Large Language Models are Geographically Biased (2402.02680v2)

Published 5 Feb 2024 in cs.CL, cs.AI, cs.CY, and cs.LG

Abstract: LLMs inherently carry the biases contained in their training corpora, which can lead to the perpetuation of societal harm. As the impact of these foundation models grows, understanding and evaluating their biases becomes crucial to achieving fairness and accuracy. We propose to study what LLMs know about the world we live in through the lens of geography. This approach is particularly powerful as there is ground truth for the numerous aspects of human life that are meaningfully projected onto geographic space such as culture, race, language, politics, and religion. We show various problematic geographic biases, which we define as systemic errors in geospatial predictions. Initially, we demonstrate that LLMs are capable of making accurate zero-shot geospatial predictions in the form of ratings that show strong monotonic correlation with ground truth (Spearman's $\rho$ of up to 0.89). We then show that LLMs exhibit common biases across a range of objective and subjective topics. In particular, LLMs are clearly biased against locations with lower socioeconomic conditions (e.g. most of Africa) on a variety of sensitive subjective topics such as attractiveness, morality, and intelligence (Spearman's $\rho$ of up to 0.70). Finally, we introduce a bias score to quantify this and find that there is significant variation in the magnitude of bias across existing LLMs. Code is available on the project website: https://rohinmanvi.github.io/GeoLLM

PDF Abstract

Geographic Biases in LLMs

The academic paper titled "LLMs are Geographically Biased" critically examines the biases inherent in LLMs through the geographical lens. The primary focus is to evaluate the systemic errors these models make in geospatial predictions, a novel dimension of bias assessment. By leveraging geography, a multifaceted and globally inclusive perspective on culture, race, language, economics, politics, and religion is applied to ascertain the biases in LLMs.

Methodology and Findings

The researchers have opted to paper LLMs' knowledge through geographic indicators because many aspects of human life are inherently tied to geography. The approach proposed in this paper involves zero-shot geospatial predictions where LLMs are prompted to rate locations based on a given topic without being fine-tuned for the task. The predictions are then assessed against ground truths using metrics like Spearman's rank correlation (p). This rigorous method ensures the models' biases are revealed in an unmitigated state, offering a clearer view into their predispositions.

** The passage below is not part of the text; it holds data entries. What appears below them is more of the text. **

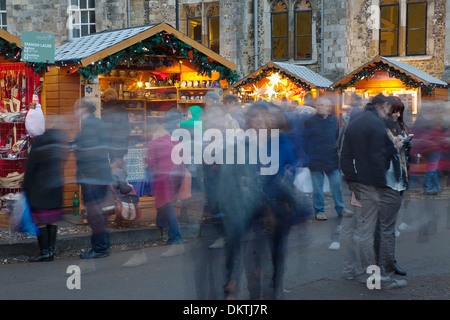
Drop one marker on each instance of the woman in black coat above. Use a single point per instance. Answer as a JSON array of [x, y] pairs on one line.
[[43, 187], [93, 174]]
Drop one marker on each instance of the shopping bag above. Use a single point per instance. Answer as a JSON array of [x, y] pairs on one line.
[[35, 121], [127, 207], [303, 180]]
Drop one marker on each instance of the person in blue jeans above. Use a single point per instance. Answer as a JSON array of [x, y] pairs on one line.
[[320, 135], [334, 178]]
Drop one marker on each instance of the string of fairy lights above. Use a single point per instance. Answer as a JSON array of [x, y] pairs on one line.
[[147, 53], [370, 70]]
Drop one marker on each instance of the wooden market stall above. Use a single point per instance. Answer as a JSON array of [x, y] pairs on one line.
[[153, 68], [18, 84], [391, 77], [277, 80]]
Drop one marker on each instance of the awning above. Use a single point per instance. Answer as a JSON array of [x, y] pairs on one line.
[[302, 76], [409, 75]]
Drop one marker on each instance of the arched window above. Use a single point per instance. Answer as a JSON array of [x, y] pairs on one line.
[[194, 22], [416, 27], [279, 31], [389, 27], [303, 30]]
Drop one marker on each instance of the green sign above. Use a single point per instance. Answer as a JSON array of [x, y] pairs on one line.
[[38, 47]]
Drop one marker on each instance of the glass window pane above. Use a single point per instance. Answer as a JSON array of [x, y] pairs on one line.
[[214, 28], [91, 16], [303, 23], [195, 29], [279, 25], [84, 30], [84, 16], [303, 47], [389, 43], [417, 15], [279, 48], [389, 18], [416, 42]]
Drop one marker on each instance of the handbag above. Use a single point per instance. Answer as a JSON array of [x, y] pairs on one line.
[[109, 202], [303, 181], [127, 207]]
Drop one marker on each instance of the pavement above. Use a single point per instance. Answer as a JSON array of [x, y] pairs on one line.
[[74, 235]]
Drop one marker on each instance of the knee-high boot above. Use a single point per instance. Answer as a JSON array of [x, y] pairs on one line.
[[52, 230], [44, 254]]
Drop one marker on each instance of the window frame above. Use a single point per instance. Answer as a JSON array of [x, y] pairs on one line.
[[209, 32], [398, 29], [272, 13], [407, 28], [188, 28], [295, 34], [77, 10]]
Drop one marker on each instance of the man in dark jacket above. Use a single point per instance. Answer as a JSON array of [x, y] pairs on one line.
[[365, 156], [93, 174], [320, 135], [115, 116]]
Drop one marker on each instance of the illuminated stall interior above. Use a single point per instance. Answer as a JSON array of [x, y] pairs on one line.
[[277, 80], [19, 82], [391, 77], [154, 68]]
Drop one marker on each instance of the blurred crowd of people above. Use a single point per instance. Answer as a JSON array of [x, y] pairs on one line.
[[365, 150]]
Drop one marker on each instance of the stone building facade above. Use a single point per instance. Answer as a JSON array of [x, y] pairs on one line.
[[344, 33]]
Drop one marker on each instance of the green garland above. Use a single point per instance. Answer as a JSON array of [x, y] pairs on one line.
[[161, 44], [263, 74], [8, 50], [393, 73]]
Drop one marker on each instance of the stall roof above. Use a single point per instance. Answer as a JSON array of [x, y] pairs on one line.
[[401, 66], [9, 37], [301, 73], [97, 46]]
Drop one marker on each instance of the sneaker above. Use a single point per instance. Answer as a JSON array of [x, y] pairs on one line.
[[396, 284], [174, 250], [218, 244], [334, 246], [321, 216]]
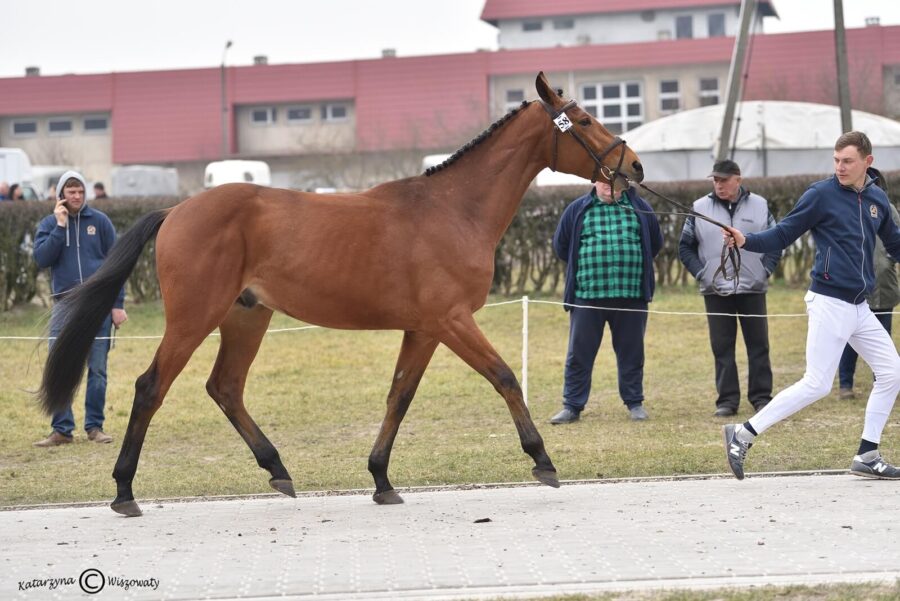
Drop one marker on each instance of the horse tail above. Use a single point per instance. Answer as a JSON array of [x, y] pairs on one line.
[[83, 311]]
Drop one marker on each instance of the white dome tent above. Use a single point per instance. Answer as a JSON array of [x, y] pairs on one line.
[[774, 138]]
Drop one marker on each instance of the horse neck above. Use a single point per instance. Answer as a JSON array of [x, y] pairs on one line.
[[491, 179]]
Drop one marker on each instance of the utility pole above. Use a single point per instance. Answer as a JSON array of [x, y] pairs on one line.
[[748, 12], [840, 49], [224, 102]]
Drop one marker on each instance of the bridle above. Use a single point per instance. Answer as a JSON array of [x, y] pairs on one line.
[[564, 125]]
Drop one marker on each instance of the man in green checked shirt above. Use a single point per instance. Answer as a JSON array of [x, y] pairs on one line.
[[609, 246]]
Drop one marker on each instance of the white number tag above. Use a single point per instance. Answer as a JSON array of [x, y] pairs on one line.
[[563, 123]]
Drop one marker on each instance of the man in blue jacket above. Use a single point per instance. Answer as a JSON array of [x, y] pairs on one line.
[[73, 242], [844, 214], [608, 245]]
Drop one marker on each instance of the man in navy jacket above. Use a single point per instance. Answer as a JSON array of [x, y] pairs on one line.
[[608, 245], [844, 214], [73, 242]]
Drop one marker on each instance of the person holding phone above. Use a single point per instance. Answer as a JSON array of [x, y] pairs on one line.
[[73, 242]]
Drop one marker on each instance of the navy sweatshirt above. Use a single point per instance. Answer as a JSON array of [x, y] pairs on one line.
[[844, 223], [73, 253]]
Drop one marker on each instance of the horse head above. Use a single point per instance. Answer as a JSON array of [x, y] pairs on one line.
[[581, 145]]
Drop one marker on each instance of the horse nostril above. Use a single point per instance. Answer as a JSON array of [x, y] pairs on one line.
[[638, 170]]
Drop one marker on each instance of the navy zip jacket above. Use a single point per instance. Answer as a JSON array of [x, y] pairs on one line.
[[567, 240], [73, 253], [844, 224]]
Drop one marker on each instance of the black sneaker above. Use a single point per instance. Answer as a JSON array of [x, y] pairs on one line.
[[875, 467], [735, 450]]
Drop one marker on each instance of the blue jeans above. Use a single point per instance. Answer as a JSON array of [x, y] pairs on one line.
[[847, 366], [95, 396], [586, 334]]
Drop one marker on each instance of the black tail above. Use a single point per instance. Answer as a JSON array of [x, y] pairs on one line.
[[82, 313]]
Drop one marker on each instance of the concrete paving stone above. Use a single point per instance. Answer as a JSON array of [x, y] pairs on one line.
[[604, 536]]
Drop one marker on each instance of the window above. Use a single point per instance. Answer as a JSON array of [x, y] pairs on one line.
[[715, 23], [619, 106], [60, 127], [299, 114], [95, 125], [263, 115], [709, 91], [669, 95], [24, 128], [684, 27], [334, 112], [513, 99]]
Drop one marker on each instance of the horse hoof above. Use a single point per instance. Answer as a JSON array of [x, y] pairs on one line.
[[285, 487], [129, 509], [388, 497], [545, 476]]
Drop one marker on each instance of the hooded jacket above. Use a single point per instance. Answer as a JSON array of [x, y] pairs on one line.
[[74, 252], [844, 223]]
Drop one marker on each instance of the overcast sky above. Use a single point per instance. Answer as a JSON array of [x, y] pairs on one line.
[[100, 36]]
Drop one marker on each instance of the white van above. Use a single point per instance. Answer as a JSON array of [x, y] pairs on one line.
[[143, 180], [237, 171], [15, 166]]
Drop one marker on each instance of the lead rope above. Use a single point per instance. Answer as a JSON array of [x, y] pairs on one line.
[[730, 254]]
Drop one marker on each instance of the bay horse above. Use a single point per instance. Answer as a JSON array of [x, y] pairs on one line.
[[415, 254]]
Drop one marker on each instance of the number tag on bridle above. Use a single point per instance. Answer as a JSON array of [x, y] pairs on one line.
[[563, 122]]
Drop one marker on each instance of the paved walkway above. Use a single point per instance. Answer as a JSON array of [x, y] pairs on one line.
[[494, 542]]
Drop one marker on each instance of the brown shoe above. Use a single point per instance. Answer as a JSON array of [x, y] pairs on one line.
[[98, 435], [54, 440]]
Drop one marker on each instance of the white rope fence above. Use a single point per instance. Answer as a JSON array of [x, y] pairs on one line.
[[525, 302]]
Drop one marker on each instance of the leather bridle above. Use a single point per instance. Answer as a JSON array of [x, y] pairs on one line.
[[563, 124]]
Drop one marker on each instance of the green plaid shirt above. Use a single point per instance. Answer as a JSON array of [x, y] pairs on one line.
[[610, 259]]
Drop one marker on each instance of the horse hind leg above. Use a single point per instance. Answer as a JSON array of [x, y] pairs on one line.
[[415, 354], [177, 346], [242, 333], [464, 338]]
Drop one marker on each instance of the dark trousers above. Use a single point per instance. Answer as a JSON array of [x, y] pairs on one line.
[[847, 366], [722, 338], [586, 334]]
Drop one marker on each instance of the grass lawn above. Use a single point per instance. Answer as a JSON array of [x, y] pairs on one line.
[[319, 396], [837, 592]]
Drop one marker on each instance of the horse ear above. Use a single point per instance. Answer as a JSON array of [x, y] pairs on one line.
[[545, 92]]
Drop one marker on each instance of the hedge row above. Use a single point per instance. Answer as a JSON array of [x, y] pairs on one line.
[[524, 261]]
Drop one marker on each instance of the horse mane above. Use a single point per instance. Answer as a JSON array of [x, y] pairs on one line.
[[478, 139]]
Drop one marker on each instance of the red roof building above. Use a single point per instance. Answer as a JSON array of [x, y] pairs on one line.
[[420, 104]]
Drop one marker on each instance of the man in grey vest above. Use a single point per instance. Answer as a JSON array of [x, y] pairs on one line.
[[700, 249]]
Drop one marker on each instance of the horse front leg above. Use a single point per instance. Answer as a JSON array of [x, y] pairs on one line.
[[464, 338], [415, 353]]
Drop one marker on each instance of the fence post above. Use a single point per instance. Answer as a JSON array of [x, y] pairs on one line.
[[525, 349]]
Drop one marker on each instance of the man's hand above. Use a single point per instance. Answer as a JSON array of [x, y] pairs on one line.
[[61, 212], [734, 237], [119, 317]]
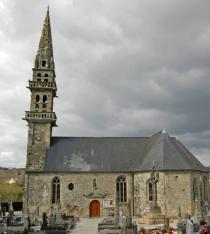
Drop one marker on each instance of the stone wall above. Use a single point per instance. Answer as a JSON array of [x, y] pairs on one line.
[[174, 190], [76, 201], [39, 135], [142, 203]]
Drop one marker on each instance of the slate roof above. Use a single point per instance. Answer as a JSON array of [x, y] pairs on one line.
[[119, 154]]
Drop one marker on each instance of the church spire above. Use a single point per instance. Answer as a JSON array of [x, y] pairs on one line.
[[44, 57]]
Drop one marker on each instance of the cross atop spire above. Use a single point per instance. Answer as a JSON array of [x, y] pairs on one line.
[[45, 50]]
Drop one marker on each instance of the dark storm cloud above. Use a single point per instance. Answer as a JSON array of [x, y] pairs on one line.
[[123, 69]]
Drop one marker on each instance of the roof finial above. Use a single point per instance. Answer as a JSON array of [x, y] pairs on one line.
[[45, 50]]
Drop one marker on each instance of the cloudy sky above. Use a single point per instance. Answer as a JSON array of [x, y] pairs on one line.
[[124, 68]]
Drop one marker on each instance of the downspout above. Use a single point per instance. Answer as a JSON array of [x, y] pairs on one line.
[[133, 191]]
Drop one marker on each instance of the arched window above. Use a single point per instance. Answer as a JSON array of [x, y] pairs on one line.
[[43, 63], [121, 189], [37, 98], [195, 189], [44, 101], [150, 193], [56, 185], [205, 188]]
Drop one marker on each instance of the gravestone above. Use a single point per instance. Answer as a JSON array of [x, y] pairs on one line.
[[1, 213], [11, 210], [197, 213]]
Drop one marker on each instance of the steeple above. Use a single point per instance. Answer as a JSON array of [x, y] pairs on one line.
[[44, 57], [41, 118]]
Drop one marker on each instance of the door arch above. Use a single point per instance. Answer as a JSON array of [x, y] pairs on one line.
[[94, 208]]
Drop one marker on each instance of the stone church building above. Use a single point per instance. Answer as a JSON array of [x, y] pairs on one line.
[[84, 175]]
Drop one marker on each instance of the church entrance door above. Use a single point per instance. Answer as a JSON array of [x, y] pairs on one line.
[[94, 208]]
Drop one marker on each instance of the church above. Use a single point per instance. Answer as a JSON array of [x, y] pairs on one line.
[[88, 176]]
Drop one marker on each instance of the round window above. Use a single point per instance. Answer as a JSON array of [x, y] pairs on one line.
[[71, 186]]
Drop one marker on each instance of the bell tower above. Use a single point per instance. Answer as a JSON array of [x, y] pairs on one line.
[[41, 117]]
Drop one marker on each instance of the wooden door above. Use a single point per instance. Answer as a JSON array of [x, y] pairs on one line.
[[94, 208]]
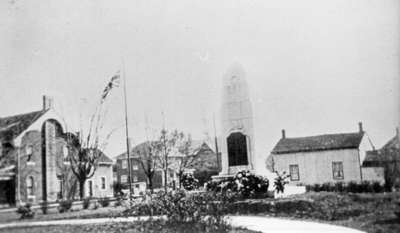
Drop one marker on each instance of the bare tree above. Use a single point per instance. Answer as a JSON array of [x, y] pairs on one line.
[[146, 154], [167, 145]]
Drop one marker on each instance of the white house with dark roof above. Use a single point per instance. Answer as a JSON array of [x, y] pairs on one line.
[[324, 158], [33, 152]]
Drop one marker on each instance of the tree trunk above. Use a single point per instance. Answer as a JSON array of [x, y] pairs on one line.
[[82, 189]]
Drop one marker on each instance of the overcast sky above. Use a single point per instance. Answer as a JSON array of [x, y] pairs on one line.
[[313, 67]]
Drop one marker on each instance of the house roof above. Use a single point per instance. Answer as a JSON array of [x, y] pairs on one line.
[[318, 143], [12, 126]]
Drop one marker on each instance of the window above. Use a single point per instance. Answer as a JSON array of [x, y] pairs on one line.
[[124, 164], [124, 179], [337, 170], [103, 182], [294, 172], [29, 186]]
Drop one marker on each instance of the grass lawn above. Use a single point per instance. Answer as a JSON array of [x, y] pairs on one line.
[[137, 227]]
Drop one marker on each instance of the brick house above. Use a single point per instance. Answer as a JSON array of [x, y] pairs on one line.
[[324, 158], [138, 176], [33, 166]]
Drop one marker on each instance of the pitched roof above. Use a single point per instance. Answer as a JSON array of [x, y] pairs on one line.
[[12, 126], [318, 143], [195, 148]]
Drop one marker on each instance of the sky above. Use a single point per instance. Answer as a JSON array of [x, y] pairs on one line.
[[313, 67]]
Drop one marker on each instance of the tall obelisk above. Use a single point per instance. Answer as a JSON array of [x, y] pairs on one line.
[[237, 146]]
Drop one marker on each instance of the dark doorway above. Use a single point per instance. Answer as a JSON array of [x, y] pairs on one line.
[[237, 149]]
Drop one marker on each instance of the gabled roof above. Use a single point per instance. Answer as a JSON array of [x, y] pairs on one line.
[[195, 148], [388, 153], [318, 143], [12, 126]]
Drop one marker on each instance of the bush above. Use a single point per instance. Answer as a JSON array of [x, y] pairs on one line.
[[64, 206], [96, 205], [377, 187], [189, 182], [104, 201], [204, 176], [86, 203], [244, 184], [25, 211]]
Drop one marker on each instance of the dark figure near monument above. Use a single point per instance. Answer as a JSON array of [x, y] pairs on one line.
[[237, 149]]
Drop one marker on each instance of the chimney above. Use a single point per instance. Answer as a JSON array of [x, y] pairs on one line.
[[360, 127], [47, 102]]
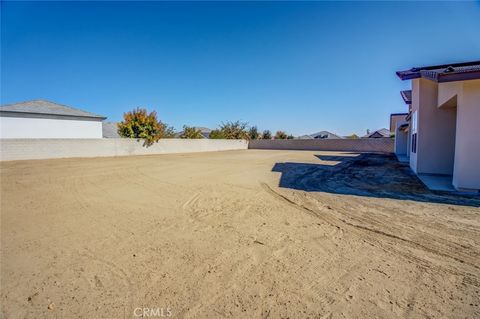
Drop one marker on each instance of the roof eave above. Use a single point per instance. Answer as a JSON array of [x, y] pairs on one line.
[[59, 115], [452, 77]]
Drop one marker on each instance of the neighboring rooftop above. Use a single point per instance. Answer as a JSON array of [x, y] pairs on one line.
[[395, 118], [444, 73], [406, 96], [383, 132], [325, 135], [110, 130], [204, 130], [44, 107]]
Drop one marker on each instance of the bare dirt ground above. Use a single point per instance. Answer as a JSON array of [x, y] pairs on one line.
[[250, 234]]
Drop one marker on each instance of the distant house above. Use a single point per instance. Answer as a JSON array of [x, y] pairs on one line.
[[45, 119], [441, 133], [320, 135], [383, 132], [110, 130], [396, 118]]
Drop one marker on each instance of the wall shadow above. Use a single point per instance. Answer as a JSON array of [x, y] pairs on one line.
[[368, 174]]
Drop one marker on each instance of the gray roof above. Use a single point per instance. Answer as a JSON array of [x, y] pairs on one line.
[[383, 132], [47, 108], [204, 130], [110, 130], [325, 135], [444, 73]]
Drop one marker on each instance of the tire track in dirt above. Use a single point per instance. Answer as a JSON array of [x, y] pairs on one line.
[[362, 232]]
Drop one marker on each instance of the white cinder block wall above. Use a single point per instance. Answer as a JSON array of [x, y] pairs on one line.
[[25, 127]]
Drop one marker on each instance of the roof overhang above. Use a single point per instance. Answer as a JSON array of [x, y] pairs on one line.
[[444, 73], [50, 116], [406, 96]]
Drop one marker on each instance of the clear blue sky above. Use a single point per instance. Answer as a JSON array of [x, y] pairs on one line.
[[299, 67]]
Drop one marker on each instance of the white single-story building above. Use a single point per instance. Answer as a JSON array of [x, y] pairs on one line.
[[441, 134], [44, 119]]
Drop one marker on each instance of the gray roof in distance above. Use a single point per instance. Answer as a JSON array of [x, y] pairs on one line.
[[47, 108], [383, 132], [325, 135]]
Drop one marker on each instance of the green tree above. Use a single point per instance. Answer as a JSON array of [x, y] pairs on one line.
[[253, 133], [235, 130], [280, 135], [216, 134], [191, 133], [139, 124], [266, 135]]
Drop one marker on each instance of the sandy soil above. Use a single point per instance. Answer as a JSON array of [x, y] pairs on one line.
[[250, 234]]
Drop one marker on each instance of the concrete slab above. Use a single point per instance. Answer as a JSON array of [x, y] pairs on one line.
[[437, 182]]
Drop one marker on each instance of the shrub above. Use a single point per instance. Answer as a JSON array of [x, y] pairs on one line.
[[191, 132], [280, 135], [266, 135], [234, 130], [253, 133], [141, 125]]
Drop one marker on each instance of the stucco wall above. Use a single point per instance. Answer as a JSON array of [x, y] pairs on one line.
[[401, 139], [26, 127], [467, 154], [23, 149], [436, 130], [354, 145]]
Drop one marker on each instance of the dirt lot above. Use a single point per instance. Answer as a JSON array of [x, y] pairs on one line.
[[250, 234]]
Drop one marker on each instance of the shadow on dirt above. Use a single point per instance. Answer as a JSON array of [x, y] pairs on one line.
[[368, 174]]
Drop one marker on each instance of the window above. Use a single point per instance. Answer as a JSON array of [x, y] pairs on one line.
[[414, 131]]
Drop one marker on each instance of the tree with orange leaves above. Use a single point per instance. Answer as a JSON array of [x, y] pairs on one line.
[[142, 125]]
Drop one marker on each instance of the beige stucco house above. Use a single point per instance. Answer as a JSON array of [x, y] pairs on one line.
[[441, 133]]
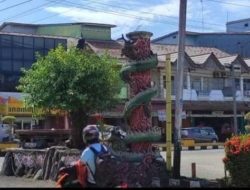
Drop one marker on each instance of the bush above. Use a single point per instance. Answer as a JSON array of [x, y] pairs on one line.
[[237, 160]]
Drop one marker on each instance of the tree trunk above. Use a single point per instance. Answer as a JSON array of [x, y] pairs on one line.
[[79, 120]]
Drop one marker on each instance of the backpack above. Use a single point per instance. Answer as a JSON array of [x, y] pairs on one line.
[[72, 176], [105, 162]]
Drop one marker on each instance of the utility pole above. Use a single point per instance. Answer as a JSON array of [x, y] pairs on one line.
[[168, 114], [234, 99], [179, 88]]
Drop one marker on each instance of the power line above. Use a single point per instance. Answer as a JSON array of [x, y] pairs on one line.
[[15, 5], [121, 14], [172, 17], [228, 3], [29, 11]]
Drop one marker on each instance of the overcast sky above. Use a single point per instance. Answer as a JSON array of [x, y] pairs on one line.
[[157, 16]]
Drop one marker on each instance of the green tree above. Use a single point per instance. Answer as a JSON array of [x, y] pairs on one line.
[[77, 81]]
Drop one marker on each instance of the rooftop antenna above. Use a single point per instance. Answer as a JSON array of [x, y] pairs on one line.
[[138, 27]]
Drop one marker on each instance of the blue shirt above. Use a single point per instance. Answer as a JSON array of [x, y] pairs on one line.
[[88, 157]]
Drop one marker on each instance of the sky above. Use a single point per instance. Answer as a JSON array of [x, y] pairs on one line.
[[157, 16]]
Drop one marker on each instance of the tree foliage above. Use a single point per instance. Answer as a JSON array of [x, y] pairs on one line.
[[77, 81]]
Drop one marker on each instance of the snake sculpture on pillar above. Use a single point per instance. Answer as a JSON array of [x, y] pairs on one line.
[[137, 73]]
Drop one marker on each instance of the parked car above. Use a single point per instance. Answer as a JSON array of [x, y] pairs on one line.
[[199, 134]]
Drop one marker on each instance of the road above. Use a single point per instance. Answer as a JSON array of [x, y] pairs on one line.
[[209, 165]]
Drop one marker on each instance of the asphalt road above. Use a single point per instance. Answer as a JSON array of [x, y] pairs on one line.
[[209, 165]]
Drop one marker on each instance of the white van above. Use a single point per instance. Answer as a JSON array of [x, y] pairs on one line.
[[5, 133]]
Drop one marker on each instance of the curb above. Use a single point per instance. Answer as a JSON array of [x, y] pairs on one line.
[[162, 147], [189, 183]]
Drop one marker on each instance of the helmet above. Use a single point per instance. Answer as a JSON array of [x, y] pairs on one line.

The authors introduce a "bias score" that quantifies geographic bias. It incorporates the mean absolute deviation (MAD) of output ratings and Spearman's rank correlation relative to an anchoring bias distribution, such as infant survival rate, which serves as a proxy for socioeconomic conditions. This quantitative assessment shows significant variation in bias across models, revealing the nuanced nature of geographic biases.

In terms of specific results, LLMs demonstrated strong monotonic correlation with ground truth geospatial data on objective topics like population density and infant mortality rate, with Spearman's p reaching up to 0.89. However, the research also uncovered troubling biases. Particularly, the LLMs showed biases against locations characterized by lower socioeconomic conditions across subjective topics such as attractiveness and morality, with correlations of up to 0.70 when measured against infant survival rates.

Implications

The implications of these findings are both practical and theoretical. On a practical level, the biases documented suggest that deployers of LLMs should exercise caution, particularly in applications where geographic context is critical. These biases could perpetuate harmful stereotypes or unjustly disadvantage less represented communities in applications spanning from automated decision-making to content creation.

Theoretically, this work opens new pathways for bias mitigation strategies. By identifying geographic bias footprints, researchers can hone strategies for corpus balancing and model training adjustments. Additionally, the introduction of a specific bias score for geographic context provides a valuable tool for benchmarking LLMs against various bias indicators.

Future Research Directions

Future research could extend beyond the evaluations presented, such as exploring interventions that directly reduce the geographical bias footprint. This could include more nuanced training data adjustments that better represent underrepresented regions of the world. Furthermore, examining the interactions between geographic biases and other forms of bias (e.g., gender, race) could yield more comprehensive bias amelioration techniques.

Overall, while LLMs possess impressive capabilities in zero-shot geospatial prediction, the work clearly indicates the need for an improved understanding of the latent biases embedded within these systems. Researchers and practitioners must consider these findings in the ongoing development and deployment of AI systems that are fair and equitable across geographic divides.